Rebeca ao lado de Francisco Porath, técnico, mentor e amigo de Rebeca durante toda a sua caminhada. Foto: Ricardo Bufolin/CBG

Orgulho entre pioneiros

Os tons da conquista de Rebeca encontraram eco imediato em representantes históricos da modalidade no Brasil. O choro emocionado de Daiane dos Santos, campeã mundial no solo em 2003, vencedora de nove etapas da Copa do Mundo e que representou o país nos Jogos de Atenas (2004), Pequim (2008) e Londres (2012), foi a síntese mais imediata do quanto a conquista de Rebeca foi significativa.

"Agradeço a menção que ela faz à história da ginástica. Uma medalha não é um resultado exclusivo do atleta, não se faz da noite para o dia. São anos e muitas pessoas e entidades que participam dessa construção"
Luisa Parente, presente nos Jogos de 1988, em Seul, e de Barcelona, em 1992

Outra pioneira da participação brasileira em Jogos Olímpicos na ginástica artística, Luisa Parente celebrou bastante a conquista. Ela esteve nas edições de 1988, em Seul, na Coreia do Sul, e em Barcelona, na Espanha, quatro anos depois. Para ela, o gesto de Rebeca ao ressaltar os precursores da modalidade traz à tona a multiplicidade de fatores necessários à formação de um atleta.

"Eu fiquei feliz demais. Era o dia dela, uma medalha que faltava, e mais feliz ainda de perceber que outras podem vir na sequência ainda nesses jogos, se ela permanecer nesse patamar", disse Luisa Parente, hoje secretária da Autoridade Brasileira de Controle de Dopagem (ABCD). "Agradeço a menção que ela faz à história da ginástica. Uma medalha não é um resultado exclusivo do atleta, não se faz da noite para o dia. São anos e muitas pessoas e entidades que participam dessa construção", comentou.

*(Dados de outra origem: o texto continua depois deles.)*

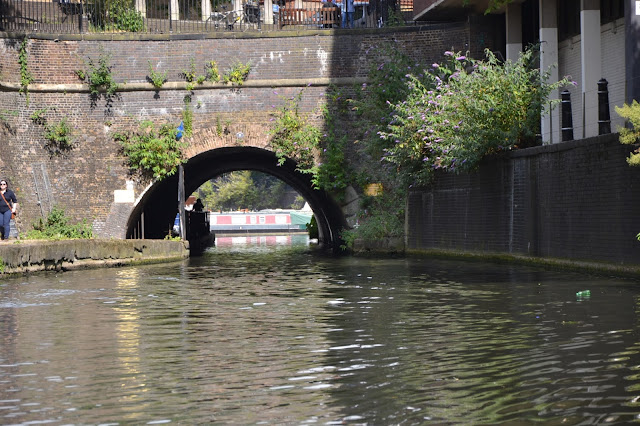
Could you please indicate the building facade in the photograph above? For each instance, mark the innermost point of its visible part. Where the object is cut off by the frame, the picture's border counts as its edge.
(585, 40)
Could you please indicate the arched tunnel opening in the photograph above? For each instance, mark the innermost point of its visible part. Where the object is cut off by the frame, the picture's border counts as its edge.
(153, 216)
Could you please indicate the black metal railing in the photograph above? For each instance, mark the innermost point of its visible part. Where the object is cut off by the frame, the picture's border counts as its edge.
(194, 16)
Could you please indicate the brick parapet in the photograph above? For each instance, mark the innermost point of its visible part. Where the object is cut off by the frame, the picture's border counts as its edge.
(83, 181)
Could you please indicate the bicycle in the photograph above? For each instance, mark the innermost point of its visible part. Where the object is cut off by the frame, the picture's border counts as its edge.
(227, 18)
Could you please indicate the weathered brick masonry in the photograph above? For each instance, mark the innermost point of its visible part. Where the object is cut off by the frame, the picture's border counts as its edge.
(84, 180)
(575, 200)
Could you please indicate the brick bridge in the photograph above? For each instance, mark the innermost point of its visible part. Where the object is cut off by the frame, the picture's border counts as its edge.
(92, 182)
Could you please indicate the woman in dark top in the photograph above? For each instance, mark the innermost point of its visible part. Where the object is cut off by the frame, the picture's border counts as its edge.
(8, 206)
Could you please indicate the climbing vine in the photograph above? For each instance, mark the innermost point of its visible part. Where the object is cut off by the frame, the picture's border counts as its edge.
(156, 78)
(99, 76)
(59, 136)
(154, 154)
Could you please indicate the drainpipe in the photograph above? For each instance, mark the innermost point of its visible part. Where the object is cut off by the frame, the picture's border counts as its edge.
(567, 119)
(604, 118)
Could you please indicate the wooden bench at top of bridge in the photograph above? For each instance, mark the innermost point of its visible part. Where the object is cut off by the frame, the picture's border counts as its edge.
(324, 17)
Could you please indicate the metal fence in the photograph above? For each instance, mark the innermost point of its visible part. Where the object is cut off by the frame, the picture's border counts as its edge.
(194, 16)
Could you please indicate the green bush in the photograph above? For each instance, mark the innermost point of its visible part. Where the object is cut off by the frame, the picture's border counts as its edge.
(630, 136)
(154, 154)
(116, 15)
(237, 73)
(294, 137)
(57, 227)
(467, 110)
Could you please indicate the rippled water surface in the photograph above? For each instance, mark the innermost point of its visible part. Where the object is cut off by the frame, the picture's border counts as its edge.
(276, 334)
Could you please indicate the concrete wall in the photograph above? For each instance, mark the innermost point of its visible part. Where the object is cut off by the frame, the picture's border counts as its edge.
(575, 200)
(83, 181)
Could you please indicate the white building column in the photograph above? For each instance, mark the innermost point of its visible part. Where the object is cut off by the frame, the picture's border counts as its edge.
(550, 124)
(206, 9)
(514, 30)
(591, 65)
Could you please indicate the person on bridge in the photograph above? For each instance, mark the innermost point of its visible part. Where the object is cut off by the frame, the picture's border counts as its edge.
(8, 208)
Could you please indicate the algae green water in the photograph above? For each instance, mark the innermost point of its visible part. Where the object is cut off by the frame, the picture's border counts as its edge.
(262, 333)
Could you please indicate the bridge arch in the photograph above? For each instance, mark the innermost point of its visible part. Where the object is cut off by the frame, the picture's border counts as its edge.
(154, 213)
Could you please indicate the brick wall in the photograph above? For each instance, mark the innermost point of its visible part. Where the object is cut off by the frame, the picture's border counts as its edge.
(574, 200)
(83, 181)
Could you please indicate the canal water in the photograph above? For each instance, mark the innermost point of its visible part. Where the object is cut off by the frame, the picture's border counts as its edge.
(267, 331)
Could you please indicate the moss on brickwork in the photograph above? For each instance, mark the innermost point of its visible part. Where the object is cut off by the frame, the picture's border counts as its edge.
(30, 256)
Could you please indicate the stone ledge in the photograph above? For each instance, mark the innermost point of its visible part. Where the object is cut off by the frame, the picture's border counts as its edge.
(33, 255)
(574, 265)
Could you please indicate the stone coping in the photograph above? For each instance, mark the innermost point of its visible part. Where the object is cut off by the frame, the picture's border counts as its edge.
(23, 256)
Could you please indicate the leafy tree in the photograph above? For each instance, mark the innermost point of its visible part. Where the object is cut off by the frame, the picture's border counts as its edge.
(469, 110)
(630, 136)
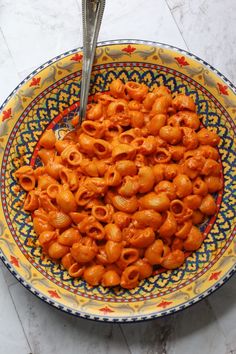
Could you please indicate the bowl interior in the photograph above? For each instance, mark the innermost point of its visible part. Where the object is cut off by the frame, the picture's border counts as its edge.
(49, 99)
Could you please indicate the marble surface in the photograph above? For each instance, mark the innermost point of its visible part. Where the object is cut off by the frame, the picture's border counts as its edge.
(32, 32)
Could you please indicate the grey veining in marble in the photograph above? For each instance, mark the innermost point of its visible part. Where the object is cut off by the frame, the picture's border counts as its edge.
(32, 32)
(209, 31)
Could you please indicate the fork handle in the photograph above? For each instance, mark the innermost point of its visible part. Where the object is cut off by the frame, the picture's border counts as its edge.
(92, 13)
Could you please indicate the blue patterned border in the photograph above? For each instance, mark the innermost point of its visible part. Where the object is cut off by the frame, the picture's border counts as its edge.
(126, 319)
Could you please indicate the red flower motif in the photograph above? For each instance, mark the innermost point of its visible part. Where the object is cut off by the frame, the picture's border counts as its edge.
(35, 81)
(223, 89)
(164, 304)
(54, 294)
(215, 276)
(129, 49)
(181, 61)
(14, 261)
(106, 309)
(77, 57)
(6, 114)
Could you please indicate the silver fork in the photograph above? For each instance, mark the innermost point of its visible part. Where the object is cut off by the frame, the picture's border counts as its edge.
(92, 13)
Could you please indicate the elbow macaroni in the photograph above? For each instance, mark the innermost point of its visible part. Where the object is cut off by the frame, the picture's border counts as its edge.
(123, 194)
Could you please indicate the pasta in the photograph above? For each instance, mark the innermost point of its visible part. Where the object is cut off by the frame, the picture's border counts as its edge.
(123, 195)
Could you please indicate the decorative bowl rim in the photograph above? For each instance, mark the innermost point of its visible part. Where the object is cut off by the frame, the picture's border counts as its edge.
(129, 318)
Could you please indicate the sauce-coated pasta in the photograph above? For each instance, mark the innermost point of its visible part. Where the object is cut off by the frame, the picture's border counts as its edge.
(122, 195)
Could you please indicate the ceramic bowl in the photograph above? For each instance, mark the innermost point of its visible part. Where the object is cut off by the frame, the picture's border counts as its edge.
(48, 98)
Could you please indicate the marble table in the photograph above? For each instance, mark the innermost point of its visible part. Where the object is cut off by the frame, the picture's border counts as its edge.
(31, 32)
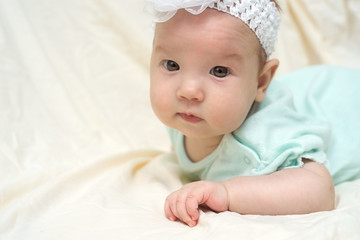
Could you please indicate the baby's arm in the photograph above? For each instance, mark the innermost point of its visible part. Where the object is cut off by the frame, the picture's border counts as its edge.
(289, 191)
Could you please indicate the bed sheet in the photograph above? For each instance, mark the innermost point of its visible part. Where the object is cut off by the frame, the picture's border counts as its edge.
(81, 153)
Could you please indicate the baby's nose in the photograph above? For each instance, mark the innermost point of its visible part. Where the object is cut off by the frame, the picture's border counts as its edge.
(190, 90)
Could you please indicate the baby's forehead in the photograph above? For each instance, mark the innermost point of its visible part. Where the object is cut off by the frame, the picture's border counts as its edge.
(215, 28)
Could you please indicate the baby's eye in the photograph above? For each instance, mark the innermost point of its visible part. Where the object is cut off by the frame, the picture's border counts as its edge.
(219, 71)
(171, 65)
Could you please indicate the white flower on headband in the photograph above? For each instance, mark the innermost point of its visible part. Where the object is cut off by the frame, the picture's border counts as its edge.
(262, 16)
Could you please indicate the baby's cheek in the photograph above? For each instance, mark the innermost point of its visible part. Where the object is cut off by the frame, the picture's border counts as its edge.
(161, 103)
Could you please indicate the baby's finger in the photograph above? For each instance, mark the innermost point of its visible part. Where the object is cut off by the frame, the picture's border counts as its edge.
(192, 208)
(181, 210)
(168, 212)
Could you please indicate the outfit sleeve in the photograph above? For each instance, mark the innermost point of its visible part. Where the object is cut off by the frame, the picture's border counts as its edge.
(280, 136)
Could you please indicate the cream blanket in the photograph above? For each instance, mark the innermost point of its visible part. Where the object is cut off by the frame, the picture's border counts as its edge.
(75, 123)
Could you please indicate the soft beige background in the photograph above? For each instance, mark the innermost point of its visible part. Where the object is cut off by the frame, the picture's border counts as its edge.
(75, 119)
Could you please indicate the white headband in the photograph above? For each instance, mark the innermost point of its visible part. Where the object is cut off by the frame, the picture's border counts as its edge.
(262, 16)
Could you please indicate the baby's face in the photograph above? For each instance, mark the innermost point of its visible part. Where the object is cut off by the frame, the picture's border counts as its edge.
(204, 73)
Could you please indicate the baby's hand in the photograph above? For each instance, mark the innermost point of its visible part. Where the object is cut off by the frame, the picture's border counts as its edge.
(183, 204)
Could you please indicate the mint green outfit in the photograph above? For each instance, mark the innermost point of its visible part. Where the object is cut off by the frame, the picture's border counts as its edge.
(313, 113)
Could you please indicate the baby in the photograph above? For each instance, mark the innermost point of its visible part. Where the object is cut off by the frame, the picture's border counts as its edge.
(237, 137)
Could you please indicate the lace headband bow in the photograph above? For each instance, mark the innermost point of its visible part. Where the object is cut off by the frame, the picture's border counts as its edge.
(262, 16)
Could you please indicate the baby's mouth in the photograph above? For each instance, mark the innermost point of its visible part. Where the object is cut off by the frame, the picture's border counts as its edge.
(188, 117)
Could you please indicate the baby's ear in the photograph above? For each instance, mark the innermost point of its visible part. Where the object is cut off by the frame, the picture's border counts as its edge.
(265, 78)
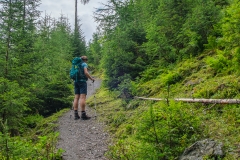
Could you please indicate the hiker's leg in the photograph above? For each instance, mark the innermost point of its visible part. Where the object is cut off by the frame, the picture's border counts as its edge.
(75, 102)
(82, 105)
(82, 101)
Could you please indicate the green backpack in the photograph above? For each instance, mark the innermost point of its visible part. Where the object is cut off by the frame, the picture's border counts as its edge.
(77, 70)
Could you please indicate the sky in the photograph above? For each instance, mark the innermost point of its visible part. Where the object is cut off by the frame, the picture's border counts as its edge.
(55, 8)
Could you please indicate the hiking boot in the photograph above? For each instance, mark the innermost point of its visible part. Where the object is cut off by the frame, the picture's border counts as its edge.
(84, 116)
(76, 116)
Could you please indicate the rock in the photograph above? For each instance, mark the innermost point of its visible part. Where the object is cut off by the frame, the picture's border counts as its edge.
(204, 148)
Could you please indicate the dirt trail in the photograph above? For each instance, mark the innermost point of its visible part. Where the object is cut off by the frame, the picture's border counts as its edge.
(83, 139)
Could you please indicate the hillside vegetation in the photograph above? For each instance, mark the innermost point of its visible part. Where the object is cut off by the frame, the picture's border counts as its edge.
(169, 49)
(157, 48)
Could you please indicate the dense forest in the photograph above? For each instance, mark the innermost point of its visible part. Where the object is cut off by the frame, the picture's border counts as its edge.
(155, 48)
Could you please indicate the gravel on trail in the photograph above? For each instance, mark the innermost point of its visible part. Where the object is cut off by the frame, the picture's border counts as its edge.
(83, 139)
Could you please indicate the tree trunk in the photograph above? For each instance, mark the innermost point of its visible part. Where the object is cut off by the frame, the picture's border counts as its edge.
(75, 27)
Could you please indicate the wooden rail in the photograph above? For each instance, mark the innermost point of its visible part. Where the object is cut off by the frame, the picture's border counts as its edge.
(197, 100)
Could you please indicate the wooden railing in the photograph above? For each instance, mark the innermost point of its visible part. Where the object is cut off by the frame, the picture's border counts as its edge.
(196, 100)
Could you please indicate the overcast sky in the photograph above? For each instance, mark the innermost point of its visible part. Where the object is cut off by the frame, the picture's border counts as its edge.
(54, 8)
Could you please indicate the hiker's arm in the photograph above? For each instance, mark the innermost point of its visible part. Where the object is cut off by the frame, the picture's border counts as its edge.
(88, 75)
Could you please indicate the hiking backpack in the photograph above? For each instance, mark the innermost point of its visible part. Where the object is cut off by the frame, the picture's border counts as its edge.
(77, 70)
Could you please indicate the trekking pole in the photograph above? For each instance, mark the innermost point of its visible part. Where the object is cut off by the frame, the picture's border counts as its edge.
(95, 102)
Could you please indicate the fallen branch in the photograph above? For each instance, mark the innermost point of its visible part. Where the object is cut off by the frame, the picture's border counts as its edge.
(197, 100)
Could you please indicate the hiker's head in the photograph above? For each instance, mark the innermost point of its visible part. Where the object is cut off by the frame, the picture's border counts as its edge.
(84, 58)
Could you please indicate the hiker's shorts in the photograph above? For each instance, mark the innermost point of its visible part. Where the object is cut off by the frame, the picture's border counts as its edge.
(80, 87)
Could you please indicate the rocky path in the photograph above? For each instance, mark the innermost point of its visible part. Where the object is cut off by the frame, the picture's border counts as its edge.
(83, 139)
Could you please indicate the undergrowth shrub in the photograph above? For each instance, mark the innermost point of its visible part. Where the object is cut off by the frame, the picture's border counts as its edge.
(160, 132)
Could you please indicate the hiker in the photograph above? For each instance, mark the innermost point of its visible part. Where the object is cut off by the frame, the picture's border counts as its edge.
(80, 89)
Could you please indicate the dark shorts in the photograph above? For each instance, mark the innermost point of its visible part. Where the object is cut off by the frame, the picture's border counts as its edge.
(80, 87)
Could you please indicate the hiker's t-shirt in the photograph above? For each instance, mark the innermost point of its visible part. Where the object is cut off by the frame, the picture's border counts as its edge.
(84, 65)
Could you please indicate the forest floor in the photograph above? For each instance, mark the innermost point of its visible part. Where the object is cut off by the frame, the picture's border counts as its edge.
(83, 139)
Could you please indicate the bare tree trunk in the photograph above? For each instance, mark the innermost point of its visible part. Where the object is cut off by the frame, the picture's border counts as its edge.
(8, 37)
(75, 29)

Já Mosiah Rodrigues foi cinco vezes medalhista em Jogos Pan-Americanos e esteve nos Jogos Olímpicos de Atenas (2004). Ele recordou marcos importantes da modalidade, como a primeira medalha no circuito internacional, conquistada por Daniele Hypolito em 2001, o título mundial de Daiane dos Santos em 2003 e figuras que abriram portas para o crescimento da ginástica artística, como a própria Luisa Parente e Soraya Carvalho, que se classificou para os Jogos de Atlanta (1996) mas não viajou por lesão.

"É até difícil traduzir em palavras o feito da Rebeca. A gente vai conseguir mensurar melhor com o passar dos dias, mas estamos diante da atleta mais completa da história do país. São quatro competições em uma", ressaltou Mosiah, coordenador geral do Bolsa Atleta na Secretaria Especial do Esporte do Ministério da Cidadania. "Acho que essa medalha retrata a continuidade da consolidação de uma história da elevação do padrão de qualidade da ginástica, feminina e masculina. Não existe mais Brasil participando de competições, mas brigando de igual para igual".

No masculino, o Brasil contabiliza quatro medalhas olímpicas. Uma de ouro e uma de prata com Arthur Zanetti nas argolas, conquistadas nas edições de Londres (2012) e do Rio de Janeiro (2016), e uma prata e um bronze no solo, com Diego Hypolito e Arthur Nory em 2016.